また、今は沈静化していても過去に炎上した経験がありり、いまだにインターネット上にネガティブな情報が蔓延している状況(いつ再炎上するかわからない状況)が心配だという場合におすすめのサービスなども併せて紹介します。
逆SEO対策でネガティブ情報を押し下げる
SNSや掲示板サイトにネガティブな情報を書き込まれてしまっても、その情報がサイトの定めたプライバシーポリシーや法律に違反しているものであれば、サイトの運営者に情報の削除申請を行うことで削除してもらうことが可能です。
しかし、すでに情報が「炎上」状態になり、SNSや複数のサイトで拡散が始まってしまった場合には、複数の削除申請を行う時間や作業コストが必要となってしまいます。その上、運営者側の対応を待っている間にもどんどん情報は拡散され続け、二次被害を防ぎきることが出来なくなる場合があります。
誹謗中傷対策会社が提供する逆SEO対策サービスを利用し、誹謗中傷を含んだページがGoogleなどの検索エンジンに上位表示されないように施策を行うことで、これらが多くの人の目に触れにくくなるうに対策することが可能です。
風評を含んだページを直接的に削除するのではなく、ユーザーがこれらの情報を認知しなくなるように対策することで、不都合な情報がネット上で広まることを防ぐことができます。
炎上によるサジェスト汚染の改善
炎上が発生して、会社に対しての批判的な内容がインターネット上に発信されてしまうと、ネットユーザーがGoogleなどの検索エンジンを利用し、会社名で検索をかける回数が増えます。
ユーザーが会社に対するネガティブな情報を多く調べると、そのネガティブな情報が「ユーザーからのニーズが高い」と検索エンジンに判断され、より多くのユーザーがネガティブな情報にアクセスしやすくなる、という状況が生まれます。
これらが繰り返されることで「サジェスト汚染」と呼ばれる、検索サジェスト上に社名に関するネガティブな関連キーワードが表示されるという状況が発生します。
サジェスト汚染が起こると、ユーザーが社名とネガティブなワードを関連付けて検索しやすくなり、検索結果にも後ろ向きな情報が表示されやすくなります。
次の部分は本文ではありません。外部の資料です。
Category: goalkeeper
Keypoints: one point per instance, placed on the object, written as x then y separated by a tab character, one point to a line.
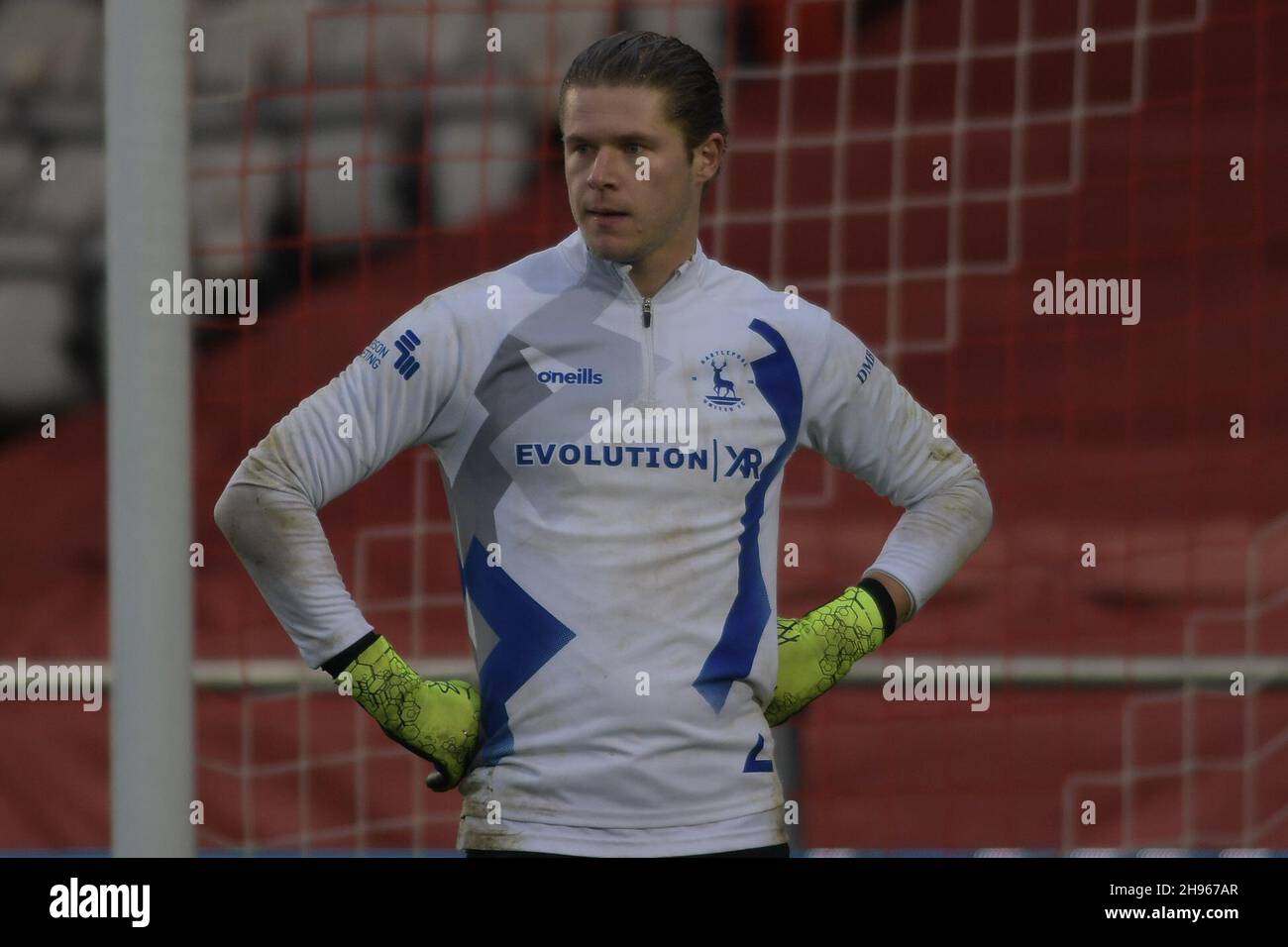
619	575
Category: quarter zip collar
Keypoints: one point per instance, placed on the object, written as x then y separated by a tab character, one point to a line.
687	275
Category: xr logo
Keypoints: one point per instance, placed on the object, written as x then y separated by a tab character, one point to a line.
747	462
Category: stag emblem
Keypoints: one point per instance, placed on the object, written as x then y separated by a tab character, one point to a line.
721	382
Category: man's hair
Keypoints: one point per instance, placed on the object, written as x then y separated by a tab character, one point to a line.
691	90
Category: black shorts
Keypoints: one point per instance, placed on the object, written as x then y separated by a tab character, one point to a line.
782	851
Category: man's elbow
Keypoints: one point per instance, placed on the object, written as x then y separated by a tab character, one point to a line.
232	508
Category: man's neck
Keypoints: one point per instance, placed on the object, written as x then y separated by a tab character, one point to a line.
652	274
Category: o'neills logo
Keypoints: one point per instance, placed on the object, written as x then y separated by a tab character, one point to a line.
583	376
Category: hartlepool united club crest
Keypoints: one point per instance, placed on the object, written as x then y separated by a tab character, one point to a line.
725	373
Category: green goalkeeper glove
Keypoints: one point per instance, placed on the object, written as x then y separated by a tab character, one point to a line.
438	720
816	651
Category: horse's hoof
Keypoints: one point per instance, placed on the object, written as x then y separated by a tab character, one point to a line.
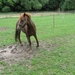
37	46
30	52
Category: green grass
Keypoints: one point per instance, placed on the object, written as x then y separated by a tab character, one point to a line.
59	56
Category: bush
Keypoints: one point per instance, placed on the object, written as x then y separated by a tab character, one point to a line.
6	9
36	5
68	5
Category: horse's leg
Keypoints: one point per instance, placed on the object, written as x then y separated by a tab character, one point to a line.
36	40
29	41
19	37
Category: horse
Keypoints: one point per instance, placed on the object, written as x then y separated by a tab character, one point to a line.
27	26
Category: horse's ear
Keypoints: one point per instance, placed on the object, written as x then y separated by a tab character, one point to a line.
24	14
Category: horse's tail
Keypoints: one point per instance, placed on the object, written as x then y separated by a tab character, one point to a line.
16	35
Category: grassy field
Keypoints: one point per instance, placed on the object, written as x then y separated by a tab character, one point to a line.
58	59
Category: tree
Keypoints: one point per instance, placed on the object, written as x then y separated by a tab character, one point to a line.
43	2
26	4
52	5
36	5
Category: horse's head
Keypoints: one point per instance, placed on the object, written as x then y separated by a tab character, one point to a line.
23	20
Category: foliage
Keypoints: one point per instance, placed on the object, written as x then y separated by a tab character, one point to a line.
69	5
36	5
6	9
26	4
58	59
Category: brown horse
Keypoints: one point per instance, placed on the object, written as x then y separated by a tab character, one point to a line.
27	26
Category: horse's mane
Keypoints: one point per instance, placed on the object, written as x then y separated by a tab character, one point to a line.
25	13
28	14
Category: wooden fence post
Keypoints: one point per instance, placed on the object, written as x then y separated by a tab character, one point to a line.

その結果、会社に対してポジティブな印象を持ちづらくなります。
Googleは「オートコンプリートポリシー」と呼ばれる、サジェストに表示されるキーワードについてのルールを設けています。暴力的な表現を含んでいたり、差別表現などを含んでいたりするポリシー違反のワードであれば、弁護士に依頼して法的な削除申請を行ってもらうことも可能です。
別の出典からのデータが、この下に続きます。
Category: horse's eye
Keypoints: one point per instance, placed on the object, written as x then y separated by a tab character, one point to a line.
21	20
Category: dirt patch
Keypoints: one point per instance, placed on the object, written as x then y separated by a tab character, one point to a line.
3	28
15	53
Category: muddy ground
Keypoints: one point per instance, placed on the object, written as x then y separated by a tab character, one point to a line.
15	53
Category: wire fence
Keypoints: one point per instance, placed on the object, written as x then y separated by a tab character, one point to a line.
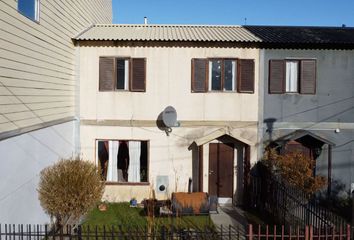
40	232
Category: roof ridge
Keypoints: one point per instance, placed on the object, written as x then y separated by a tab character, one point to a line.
164	25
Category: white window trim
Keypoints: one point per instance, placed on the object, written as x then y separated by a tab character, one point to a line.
291	76
36	11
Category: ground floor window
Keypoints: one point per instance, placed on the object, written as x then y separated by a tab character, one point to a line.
123	160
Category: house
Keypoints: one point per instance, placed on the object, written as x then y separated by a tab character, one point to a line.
204	76
307	96
38	95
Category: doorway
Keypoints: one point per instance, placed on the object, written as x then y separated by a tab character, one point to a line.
221	169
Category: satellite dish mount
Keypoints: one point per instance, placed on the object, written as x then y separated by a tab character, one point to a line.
169	119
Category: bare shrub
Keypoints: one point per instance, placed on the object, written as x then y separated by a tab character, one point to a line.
69	188
296	169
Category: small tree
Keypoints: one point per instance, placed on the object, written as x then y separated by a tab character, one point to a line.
69	188
296	169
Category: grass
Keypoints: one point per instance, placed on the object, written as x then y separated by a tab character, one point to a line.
120	214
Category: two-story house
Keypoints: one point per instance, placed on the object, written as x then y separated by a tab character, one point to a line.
307	96
38	94
129	74
235	90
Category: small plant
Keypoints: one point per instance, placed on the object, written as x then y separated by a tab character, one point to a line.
133	202
296	169
69	188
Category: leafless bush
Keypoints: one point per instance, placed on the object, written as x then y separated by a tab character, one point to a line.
69	188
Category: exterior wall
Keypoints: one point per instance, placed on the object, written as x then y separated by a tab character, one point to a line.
37	92
132	116
37	60
22	158
330	108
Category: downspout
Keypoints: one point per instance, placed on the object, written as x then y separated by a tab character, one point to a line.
77	147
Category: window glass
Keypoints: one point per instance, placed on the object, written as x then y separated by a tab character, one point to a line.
123	161
229	75
29	8
291	80
215	76
122	74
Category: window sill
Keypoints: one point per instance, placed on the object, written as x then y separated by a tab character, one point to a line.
127	183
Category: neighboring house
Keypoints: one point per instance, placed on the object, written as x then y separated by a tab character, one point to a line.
38	94
130	73
307	96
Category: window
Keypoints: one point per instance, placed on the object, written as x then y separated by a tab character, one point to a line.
122	74
292	76
122	160
29	8
227	75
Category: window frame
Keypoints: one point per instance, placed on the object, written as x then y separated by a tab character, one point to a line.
37	4
222	80
125	183
299	76
130	74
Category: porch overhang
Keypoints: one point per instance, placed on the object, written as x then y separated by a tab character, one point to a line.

そうではないワードの場合は削除ができない場合もありますので、誹謗中傷対策業者へ相談し適切なアドバイスや提案を受け、削除以外の方法での解決を試みましょう。
参考:Google のオートコンプリート候補の仕組み – Google 検索 ヘルプ
SNSアカウント炎上時の対策
会社のSNSアカウントで炎上が起こった場合には、社外と社内、両方の対策が必要です。
社外に対しては、謝罪対応の見極めが必要です。状況によって、公的に謝罪文をリリースする必要があるのかどうかを判断しましょう。社内の対応としては、作成したソーシャルメディアガイドラインや緊急時の対応方法に則して、フローに沿って冷静に対応していきましょう。
ガイドラインを明確かつ具体的に決めておき、あらかじめ社員に共有しておくことで、万が一炎上が発生しても社員がそれぞれ慌てず対応できるようになります。
共通のルールをあらかじめ作っておくことで不用意な対応をするというリスクもなくなり、結果として早期の鎮火に繋がるのです。
もし、法律に違反しているような悪質な書き込みが投稿されて会社の名誉が著しく低下してしまった場合には、法的な措置も視野に入れて弁護士にも相談しましょう。
まとめ|炎上対策は社内の改善と外部サービスの利用が効果的
企業にとってインターネット上での情報発信は不可欠であり、レピュテーションリスク回避の対策は避けては通れない課題となっています。
炎上を未然に防ぐための予防や監視、火種が発生した時の原因分析と改善、情報収集を綿密に行い守りを固めることで、ネットの拡散力を最大限に活かしながら自社の情報をアピールすることが出来ます。
自社内の体制をより良くして効率的に炎上対策を行うためにも、外部のサービスを上手く取り入れながら改善していきましょう。